Oddballs also offers a range of options in relation to camping, luxury accommodation and mokoro hire. They are at p o Box 39, Maun. Tel: 66 1154; Fax 66 0589 email okovango@info.bw

 

Nata

From Maun we traveled to Nata en route to Kasane.  The road between Maun and Nata is tarred and in good condition.  There is no petrol or diesel available between Nata and Maun though. We had intended to over night at the Nxai Pan but due to the punitively high cost of park entrance fees it did not make sense for us to spend one night there so we pushed on to Nata.  In Nata we stayed at the Nata Lodge which is absolutely excellent value!  The Nata Lodge is situated 10km east of Nata and offers camping for 26-50 per person per night.  The ablutions are currently being upgraded so are not in the best shape but should be completed later this year.  Campers have full access to the Lodge facilities including the pool and restaurant.

 

Kasane / Chobe

From Nata we headed north to Kasane – once again the road is tarred and in good condition but there is no petrol or diesel between Nata and Kasane – a distance of about 300km.Keep your eyes open while driving along this route – we saw lots and lots of elephants!

 

Our first night was spent at the Ihaha camp, on the banks of the Chobe River.  Serondela has been closed and a new campsite has been built at Ihaha.  The campsites at Ihaha are enormous and beautifully situated.  The views of the river are awesome.  The ablution block is situated quite far away from some of the sites and it’s quite a walk to get there!  You also don’t want to do this walk at night as Chobe’s camps are not fenced and there are plenty of wild animals prowling around at night.  The ablutions are very nice but are not very clean and there is no hot water – despite the fact that it looks like there is a solar panel system.  Around Ihaha and at the Chobe River itself game can be spotted in abundance!  We saw herds and herds of elephants including some breeding herds with tiny elephant calves.  We also saw lots of hippos, buffalo, giraffe and even the rare sable antelope.  The game viewing is really amazing.

 

         

 

From Ihaha we traveled to Savuti (check out all our moaning about the road above!).Once again the campsites at Savuti are enormous and well situated – you cannot see your neighbours which is superb.  The ablutions are nice but far from the campsites and not always clean.  We did not see as much game at Savuti as we had at Ihaha.  There were lots of elephants but we had heard that “One always sees lions at Savuti!”  Not true – we did not see any.

 

             

 

From Savuti we traveled back to Ihaha where we spent our third night in the park.

Some Chobe tit bits:    

From Ihaha we traveled back to Kasane and stayed at the Chobe Safari Lodge in Kasane.  The Lodge provided us with a haven after our harrowing trip through Chobe.
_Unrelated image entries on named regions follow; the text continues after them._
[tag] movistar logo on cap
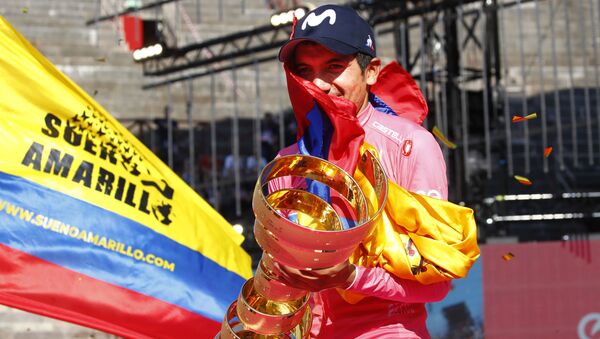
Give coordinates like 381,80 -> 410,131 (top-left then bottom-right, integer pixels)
302,9 -> 336,30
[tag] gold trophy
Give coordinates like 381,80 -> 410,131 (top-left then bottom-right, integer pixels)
217,151 -> 387,339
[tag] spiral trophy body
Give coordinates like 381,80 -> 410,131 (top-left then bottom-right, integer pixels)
217,151 -> 387,338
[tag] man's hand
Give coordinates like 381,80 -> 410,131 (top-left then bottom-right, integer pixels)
274,261 -> 356,292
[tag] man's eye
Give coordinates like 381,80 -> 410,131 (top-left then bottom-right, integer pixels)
296,68 -> 310,76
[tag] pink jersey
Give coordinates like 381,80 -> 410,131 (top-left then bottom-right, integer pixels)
271,104 -> 450,338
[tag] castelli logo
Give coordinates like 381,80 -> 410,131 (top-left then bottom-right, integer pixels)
402,139 -> 412,157
577,313 -> 600,339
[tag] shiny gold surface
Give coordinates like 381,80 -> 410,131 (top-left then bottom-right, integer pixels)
215,302 -> 312,339
256,155 -> 368,223
219,151 -> 387,339
266,189 -> 343,231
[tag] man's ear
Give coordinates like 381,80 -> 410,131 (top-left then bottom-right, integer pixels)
365,58 -> 381,86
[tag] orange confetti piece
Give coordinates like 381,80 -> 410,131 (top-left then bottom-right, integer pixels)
515,175 -> 532,186
512,113 -> 537,122
432,126 -> 456,149
502,252 -> 515,261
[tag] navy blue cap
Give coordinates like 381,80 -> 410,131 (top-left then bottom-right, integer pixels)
279,5 -> 377,62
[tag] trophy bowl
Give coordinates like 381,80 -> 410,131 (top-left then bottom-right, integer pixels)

You can camp at the Lodge for 30-00 pula per person per night.  We had had enough of camping (having done it for 22 days straight) and so we booked into a hotel room that had satellite TV, air -conditioning, a bath, a phone and a double bed!  I think that our room cost about 475-00 pula for the night but was well worth it.  The Lodge also has a fully licensed restaurant and bar.

 

In Kasane shop at Savas Superette and the Hot Bread Shop.

 

From Kasane we headed to the border between Botswana and Zimbabwe at Kazungula.  We had wanted to find a place in KasaneKazungula where we could have our wheels balanced as we were still limping along following the track rod debacle.  There was nothing available in either Kasane or Kazungula (except a dodgy Nissan garage where we were greeted by a crotchety old geezer who was cleaning a shot gun).In the end we had to wait until we got to Vic Falls.